Selon les projections de l’organisation, la demande énergétique mondiale devrait augmenter de 23 % d’ici 2050, sous l’effet conjugué de la croissance démographique et économique mondiale.
Dans ce contexte, la demande mondiale de pétrole devrait, elle aussi, connaître une progression significative, atteignant 124 millions de barils par jour à cet horizon. Ce niveau, selon l’OPEP, confirme le rôle durable des hydrocarbures dans le mix énergétique mondial.
Ces projections intègrent les développements énergétiques, économiques et politiques récents, ainsi que les défis évolutifs liés à la sécurité énergétique, à l’accessibilité financière de l’énergie et à la réduction des émissions de gaz à effet de serre.

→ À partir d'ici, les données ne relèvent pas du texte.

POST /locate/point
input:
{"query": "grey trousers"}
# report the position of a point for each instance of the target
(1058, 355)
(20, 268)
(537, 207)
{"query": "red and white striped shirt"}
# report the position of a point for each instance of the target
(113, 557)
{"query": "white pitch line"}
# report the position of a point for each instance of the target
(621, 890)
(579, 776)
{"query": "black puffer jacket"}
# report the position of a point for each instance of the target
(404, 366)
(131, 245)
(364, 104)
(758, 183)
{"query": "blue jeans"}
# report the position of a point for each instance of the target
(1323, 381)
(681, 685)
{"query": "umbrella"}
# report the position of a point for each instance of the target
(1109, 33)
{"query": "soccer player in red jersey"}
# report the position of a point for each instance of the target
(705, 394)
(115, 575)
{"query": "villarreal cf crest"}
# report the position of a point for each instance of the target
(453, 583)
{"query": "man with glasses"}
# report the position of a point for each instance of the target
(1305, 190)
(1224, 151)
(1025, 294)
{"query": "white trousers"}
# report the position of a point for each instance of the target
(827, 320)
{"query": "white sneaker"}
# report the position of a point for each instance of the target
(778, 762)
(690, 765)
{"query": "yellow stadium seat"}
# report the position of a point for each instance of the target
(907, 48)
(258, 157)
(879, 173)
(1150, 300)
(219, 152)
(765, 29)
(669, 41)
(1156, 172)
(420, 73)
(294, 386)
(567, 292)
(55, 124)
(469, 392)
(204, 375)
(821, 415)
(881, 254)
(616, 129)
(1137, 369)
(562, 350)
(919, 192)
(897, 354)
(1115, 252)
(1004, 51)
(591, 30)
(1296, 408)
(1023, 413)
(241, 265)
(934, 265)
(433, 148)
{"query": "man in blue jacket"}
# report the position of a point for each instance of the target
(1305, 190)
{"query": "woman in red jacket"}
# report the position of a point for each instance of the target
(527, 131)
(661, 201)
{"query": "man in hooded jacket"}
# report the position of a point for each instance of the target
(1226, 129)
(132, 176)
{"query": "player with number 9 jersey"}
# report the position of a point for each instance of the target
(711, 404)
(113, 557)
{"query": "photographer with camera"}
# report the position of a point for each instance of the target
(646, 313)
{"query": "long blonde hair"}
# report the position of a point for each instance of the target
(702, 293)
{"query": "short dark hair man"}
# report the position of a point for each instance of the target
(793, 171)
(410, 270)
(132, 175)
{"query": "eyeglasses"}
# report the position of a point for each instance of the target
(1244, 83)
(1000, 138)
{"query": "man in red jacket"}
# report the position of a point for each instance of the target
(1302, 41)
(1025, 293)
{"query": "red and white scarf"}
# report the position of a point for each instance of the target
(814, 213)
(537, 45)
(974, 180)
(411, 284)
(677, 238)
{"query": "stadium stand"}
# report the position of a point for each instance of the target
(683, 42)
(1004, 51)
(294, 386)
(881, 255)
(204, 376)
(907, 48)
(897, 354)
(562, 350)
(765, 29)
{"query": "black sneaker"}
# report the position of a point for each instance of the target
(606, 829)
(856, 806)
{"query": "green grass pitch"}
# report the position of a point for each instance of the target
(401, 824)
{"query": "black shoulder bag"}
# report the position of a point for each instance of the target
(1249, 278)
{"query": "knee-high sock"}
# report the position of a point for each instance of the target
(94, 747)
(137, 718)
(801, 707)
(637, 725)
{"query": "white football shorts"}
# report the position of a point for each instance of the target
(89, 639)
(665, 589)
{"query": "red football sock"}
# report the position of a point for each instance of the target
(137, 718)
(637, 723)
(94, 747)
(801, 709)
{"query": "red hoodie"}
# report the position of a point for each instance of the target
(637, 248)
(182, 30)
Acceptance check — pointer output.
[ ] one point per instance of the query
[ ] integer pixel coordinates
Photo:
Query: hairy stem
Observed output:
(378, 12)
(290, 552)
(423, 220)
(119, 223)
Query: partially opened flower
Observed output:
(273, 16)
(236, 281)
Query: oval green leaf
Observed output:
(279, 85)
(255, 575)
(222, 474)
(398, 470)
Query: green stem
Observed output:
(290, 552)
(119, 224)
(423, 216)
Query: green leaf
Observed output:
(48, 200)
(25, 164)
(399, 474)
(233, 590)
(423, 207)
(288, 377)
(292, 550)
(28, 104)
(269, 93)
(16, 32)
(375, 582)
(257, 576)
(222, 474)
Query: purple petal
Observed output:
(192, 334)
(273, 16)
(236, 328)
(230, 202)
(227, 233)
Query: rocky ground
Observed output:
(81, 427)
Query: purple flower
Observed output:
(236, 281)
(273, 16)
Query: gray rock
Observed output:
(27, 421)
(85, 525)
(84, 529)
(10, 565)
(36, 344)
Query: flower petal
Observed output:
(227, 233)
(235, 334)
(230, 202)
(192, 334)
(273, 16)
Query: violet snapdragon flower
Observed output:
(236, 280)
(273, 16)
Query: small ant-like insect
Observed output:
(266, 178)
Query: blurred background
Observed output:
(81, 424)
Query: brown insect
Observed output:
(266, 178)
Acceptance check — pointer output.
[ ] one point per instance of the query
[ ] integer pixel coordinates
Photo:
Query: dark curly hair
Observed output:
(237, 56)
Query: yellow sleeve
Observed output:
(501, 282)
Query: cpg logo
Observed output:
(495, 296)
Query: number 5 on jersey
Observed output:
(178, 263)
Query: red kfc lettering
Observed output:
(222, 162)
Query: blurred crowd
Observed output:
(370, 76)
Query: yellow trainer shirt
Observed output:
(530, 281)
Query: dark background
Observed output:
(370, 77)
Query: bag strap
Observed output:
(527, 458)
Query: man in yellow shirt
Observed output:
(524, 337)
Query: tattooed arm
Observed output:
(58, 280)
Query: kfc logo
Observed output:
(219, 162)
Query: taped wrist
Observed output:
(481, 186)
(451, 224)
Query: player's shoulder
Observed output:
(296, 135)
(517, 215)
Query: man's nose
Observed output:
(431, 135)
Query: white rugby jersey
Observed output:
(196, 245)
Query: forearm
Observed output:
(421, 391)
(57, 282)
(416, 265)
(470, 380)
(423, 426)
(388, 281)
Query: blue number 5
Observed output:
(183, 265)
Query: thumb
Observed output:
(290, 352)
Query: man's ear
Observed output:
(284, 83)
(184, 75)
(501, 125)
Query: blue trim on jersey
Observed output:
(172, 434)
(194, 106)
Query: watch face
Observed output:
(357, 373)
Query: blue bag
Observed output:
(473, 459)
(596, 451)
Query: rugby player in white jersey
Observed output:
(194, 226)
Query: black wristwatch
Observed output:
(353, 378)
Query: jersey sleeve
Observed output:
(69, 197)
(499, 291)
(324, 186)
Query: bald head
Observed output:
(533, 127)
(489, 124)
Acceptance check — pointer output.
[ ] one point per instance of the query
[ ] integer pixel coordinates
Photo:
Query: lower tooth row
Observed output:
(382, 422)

Le rapport insiste sur la nécessité de définir des trajectoires énergétiques à la fois équilibrées et réalistes, prenant en compte la diversité des besoins et des priorités selon les régions du monde. Il met en avant le rôle complémentaire de l’ensemble des sources d’énergie et des technologies disponibles pour répondre à la demande future, ainsi que l’urgence d’élargir l’accès à des services énergétiques modernes pour des milliards de personnes qui en sont aujourd’hui privées.
Pour le secrétaire général de l’OPEP, Haitham Al Ghais, l’enjeu central reste celui du financement du secteur. « L’ampleur des besoins énergétiques de l’humanité exige dès aujourd’hui des investissements soutenus dans tous les secteurs de l’énergie et des technologies », a-t-il déclaré, précisant que le seul secteur pétrolier nécessitera des investissements cumulés de 17 700 milliards de dollars entre 2026 et 2050, soit plus de 700 milliards de dollars par an.
Cette estimation, qui dépasse largement les niveaux d’investissement annuels actuels du secteur, démontre l’ampleur du défi que représente, selon l’OPEP, le maintien d’une offre pétrolière suffisante pour accompagner la croissance de la demande mondiale projetée à long terme.